Peak Design Clutch review

Once the Standard Plate is attached, the Clutch loop can be slipped through the strap lug and secured using the small spring-loaded latch. Despite being small and light, the Clutch makes a big difference to the handling of your camera.

One issue to report here is that when Angela was mounting a Clutch on a camera, the spring in the clip slipped out of one of the holes that keeps it in position and propelled itself across the room never to be found. This mean that the strap couldn’t be attached completely securely. Peak Design was quick to replace the unit.

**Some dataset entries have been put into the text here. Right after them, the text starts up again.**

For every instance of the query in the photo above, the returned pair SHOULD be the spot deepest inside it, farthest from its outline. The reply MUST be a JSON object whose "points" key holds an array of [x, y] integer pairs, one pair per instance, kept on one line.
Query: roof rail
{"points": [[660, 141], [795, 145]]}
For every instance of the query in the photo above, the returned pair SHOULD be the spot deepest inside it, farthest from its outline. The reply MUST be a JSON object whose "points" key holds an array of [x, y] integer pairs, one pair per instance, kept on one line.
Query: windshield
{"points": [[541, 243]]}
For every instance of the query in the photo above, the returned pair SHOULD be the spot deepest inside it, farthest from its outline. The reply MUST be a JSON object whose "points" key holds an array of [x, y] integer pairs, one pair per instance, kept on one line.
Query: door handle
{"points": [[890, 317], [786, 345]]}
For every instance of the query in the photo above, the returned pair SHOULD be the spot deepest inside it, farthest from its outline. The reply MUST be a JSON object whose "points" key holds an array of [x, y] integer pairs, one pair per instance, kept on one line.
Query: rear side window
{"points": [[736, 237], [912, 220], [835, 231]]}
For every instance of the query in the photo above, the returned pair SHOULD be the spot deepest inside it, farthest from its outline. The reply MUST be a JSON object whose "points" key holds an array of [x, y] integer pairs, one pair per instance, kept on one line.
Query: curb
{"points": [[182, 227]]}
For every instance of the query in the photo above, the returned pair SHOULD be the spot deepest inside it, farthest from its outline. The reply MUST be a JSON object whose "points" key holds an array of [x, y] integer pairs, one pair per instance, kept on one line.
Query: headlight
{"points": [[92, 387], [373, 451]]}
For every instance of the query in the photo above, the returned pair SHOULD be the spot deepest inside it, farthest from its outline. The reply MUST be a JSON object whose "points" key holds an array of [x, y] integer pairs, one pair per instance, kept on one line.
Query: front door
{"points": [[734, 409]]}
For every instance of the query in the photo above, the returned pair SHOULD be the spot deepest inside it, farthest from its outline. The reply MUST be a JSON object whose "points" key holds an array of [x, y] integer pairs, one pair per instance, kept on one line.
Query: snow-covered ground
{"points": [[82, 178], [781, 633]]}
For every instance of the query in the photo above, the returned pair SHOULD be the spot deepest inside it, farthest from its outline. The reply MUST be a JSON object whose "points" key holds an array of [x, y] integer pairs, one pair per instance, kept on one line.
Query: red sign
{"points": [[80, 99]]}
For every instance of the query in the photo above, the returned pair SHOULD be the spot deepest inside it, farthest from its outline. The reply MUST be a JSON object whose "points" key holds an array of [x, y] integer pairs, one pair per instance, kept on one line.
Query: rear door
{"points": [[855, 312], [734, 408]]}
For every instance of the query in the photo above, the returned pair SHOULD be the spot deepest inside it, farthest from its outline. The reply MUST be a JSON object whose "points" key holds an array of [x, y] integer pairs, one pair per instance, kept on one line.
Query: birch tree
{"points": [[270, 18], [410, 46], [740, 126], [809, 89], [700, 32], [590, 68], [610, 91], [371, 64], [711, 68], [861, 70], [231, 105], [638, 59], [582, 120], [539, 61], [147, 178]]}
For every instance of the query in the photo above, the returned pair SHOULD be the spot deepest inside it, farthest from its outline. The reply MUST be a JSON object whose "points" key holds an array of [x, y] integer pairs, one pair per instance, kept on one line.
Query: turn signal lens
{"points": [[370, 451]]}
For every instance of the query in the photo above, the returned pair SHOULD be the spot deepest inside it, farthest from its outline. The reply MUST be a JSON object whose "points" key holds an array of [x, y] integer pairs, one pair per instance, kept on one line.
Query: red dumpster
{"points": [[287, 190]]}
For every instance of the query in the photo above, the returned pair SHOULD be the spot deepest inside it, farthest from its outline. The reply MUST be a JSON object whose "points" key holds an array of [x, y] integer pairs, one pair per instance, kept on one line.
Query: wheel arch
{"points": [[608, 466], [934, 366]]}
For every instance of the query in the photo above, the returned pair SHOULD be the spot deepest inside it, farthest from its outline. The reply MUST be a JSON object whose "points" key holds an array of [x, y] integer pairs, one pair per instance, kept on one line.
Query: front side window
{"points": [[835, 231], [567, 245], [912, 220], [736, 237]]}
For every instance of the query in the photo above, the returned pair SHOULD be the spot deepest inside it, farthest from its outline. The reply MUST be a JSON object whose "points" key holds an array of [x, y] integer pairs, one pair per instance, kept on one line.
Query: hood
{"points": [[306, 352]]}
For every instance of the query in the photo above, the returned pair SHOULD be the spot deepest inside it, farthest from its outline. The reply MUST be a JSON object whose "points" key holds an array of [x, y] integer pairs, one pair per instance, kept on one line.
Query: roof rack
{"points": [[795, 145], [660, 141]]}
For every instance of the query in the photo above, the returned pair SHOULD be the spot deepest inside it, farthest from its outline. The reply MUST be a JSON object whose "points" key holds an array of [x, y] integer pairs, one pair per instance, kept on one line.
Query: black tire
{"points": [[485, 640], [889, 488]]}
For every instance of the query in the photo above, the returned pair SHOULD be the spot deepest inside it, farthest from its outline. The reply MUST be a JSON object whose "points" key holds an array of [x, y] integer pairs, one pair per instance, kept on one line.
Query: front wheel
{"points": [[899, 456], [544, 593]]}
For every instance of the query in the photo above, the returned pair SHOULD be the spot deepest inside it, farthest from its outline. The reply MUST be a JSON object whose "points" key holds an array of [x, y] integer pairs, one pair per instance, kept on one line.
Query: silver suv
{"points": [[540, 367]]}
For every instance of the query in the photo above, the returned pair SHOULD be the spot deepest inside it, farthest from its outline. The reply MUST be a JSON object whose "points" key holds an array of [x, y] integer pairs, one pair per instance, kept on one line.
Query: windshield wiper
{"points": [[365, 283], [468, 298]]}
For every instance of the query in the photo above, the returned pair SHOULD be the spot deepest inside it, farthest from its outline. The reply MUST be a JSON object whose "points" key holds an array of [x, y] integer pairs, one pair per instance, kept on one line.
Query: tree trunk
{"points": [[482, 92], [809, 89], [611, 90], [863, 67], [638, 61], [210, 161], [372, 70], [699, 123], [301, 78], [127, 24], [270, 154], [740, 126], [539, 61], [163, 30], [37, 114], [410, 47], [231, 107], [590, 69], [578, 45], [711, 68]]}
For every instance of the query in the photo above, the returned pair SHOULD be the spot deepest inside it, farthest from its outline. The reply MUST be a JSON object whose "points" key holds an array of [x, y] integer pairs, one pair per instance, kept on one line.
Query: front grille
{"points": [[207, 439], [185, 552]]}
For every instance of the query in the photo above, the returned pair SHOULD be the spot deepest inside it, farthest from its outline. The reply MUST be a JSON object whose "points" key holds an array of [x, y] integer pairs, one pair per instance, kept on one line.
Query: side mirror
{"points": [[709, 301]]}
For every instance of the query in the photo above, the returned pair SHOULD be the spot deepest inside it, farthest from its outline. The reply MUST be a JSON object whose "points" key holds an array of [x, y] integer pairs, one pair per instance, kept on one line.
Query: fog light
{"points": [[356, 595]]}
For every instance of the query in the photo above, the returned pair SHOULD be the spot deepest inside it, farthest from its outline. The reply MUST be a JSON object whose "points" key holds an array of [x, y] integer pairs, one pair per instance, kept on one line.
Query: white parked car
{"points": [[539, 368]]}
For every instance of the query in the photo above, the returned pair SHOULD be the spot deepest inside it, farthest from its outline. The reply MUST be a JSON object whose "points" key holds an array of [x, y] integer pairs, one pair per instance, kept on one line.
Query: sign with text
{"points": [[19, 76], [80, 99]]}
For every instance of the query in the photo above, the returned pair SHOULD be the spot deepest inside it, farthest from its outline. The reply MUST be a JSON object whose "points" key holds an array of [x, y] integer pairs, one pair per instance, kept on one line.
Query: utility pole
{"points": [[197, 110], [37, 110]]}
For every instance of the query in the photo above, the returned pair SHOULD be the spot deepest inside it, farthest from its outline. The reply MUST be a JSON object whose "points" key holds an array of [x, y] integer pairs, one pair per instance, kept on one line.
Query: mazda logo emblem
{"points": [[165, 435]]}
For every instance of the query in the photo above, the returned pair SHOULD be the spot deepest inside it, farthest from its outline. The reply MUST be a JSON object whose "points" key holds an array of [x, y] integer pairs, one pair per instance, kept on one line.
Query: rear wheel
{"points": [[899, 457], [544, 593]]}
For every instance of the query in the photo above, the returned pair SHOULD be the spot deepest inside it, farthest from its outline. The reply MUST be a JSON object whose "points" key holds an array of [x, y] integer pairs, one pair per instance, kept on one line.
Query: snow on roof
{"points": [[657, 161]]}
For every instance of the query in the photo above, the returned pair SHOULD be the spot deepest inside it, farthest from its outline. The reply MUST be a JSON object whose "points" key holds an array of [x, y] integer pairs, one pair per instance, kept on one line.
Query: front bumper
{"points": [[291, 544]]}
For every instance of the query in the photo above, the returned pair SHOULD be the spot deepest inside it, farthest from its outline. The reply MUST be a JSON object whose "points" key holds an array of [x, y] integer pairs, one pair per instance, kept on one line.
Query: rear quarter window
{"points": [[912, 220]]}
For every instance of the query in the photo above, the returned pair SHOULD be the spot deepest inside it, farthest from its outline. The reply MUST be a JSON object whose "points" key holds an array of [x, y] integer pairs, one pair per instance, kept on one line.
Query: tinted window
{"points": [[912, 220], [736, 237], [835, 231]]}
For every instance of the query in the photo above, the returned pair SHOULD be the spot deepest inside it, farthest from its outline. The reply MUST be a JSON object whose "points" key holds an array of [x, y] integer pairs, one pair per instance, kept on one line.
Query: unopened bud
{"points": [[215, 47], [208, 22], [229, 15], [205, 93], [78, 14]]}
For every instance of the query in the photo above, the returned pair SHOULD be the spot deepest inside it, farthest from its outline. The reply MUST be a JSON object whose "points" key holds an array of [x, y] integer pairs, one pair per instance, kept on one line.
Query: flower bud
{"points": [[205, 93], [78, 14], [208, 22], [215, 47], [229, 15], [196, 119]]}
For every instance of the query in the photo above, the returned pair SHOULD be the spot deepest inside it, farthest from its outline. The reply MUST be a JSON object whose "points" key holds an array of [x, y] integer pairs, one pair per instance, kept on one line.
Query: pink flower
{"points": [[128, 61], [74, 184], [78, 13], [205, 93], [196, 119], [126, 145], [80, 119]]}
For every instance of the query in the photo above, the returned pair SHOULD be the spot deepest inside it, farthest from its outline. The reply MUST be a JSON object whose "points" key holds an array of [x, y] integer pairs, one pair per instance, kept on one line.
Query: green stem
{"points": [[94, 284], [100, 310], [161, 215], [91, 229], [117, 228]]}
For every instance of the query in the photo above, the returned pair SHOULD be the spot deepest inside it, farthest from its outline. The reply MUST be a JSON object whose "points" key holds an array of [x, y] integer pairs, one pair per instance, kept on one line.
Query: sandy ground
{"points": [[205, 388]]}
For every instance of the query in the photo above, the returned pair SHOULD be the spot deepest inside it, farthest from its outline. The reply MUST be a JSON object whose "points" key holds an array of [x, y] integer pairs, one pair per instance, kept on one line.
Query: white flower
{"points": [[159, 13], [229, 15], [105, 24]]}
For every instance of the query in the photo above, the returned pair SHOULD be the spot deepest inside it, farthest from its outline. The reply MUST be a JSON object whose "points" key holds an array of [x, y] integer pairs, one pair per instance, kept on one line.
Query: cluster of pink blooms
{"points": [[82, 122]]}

As you start to use the camera the first thing you’ll notice is how much easier it is to carry. The Clutch essentially straps the camera to your hand, so you don’t have to tightly hold the grip. When you’re ready to take a picture, you can do so as normal.

As part of the Peak Design Capture Series, the Clutch is fully compatible with the Capture Clip V3, which means you can clip it to your Capture Clip V3 attached to a belt or bag strap. Additionally, the baseplate is Arca Swiss compatible, so you can attach it to a tripod, such as the Peak Design Travel Tripod or any tripod that accepts compatible plates.

Peak Design Clutch review

When used with a DSLR, the Clutch significantly improves the comfort of carrying your camera in your hand. It’s much more convenient than having a strap wrapped around your wrist, especially during workshops or events.

However, there are still occasions when a strap would be advantageous, and during this test, I also explored using the Peak Design Slide Lite with the anchor system as a way to easily link the two together when needed. However, it’s worth noting that the section of the Clutch that connects to the camera strap lug doesn’t use a Peak Design Anchor loop, so it isn’t as quick to remove.

The Clutch is also helpful when walking around as it allows for quick mounting and unmounting of the camera from a tripod, giving you the freedom and control to switch from handheld to supported shooting in seconds.


At the end of the test, I have to say that I’m impressed with the Clutch. While the one I have in the test is still relatively new, I have met a few people who have already become big converts to the Clutch for their DSLR systems, and especially when shooting wildlife.

The additional security and support when carrying the camera is hugely beneficial, and the addition of the baseplate gives extra flexibility when using a monopod.

The one thing that stood out was the more they’re used, the more the Clutch shaped to the user’s hand, and the more comfortable the Clutch became to the point that it just felt like part of the camera.

Peak Design Clutch review

For DSLR users who shoot freehand sports, wildlife, and general fun, the Clutch is a great and relatively inexpensive way to improve the handling and comfort of your camera. For Mirrorless users, it’s worth checking out your local camera store/shop to see if it works with your system and whether your grip and button positions are right; otherwise, I hope that Peak Design will make a Mirrorless version soon.

It’s also important to keep an eye on the spring in the clip that secures the Clutch strap in the camera lug and make sure that it doesn’t slip out of it’s retaining holes.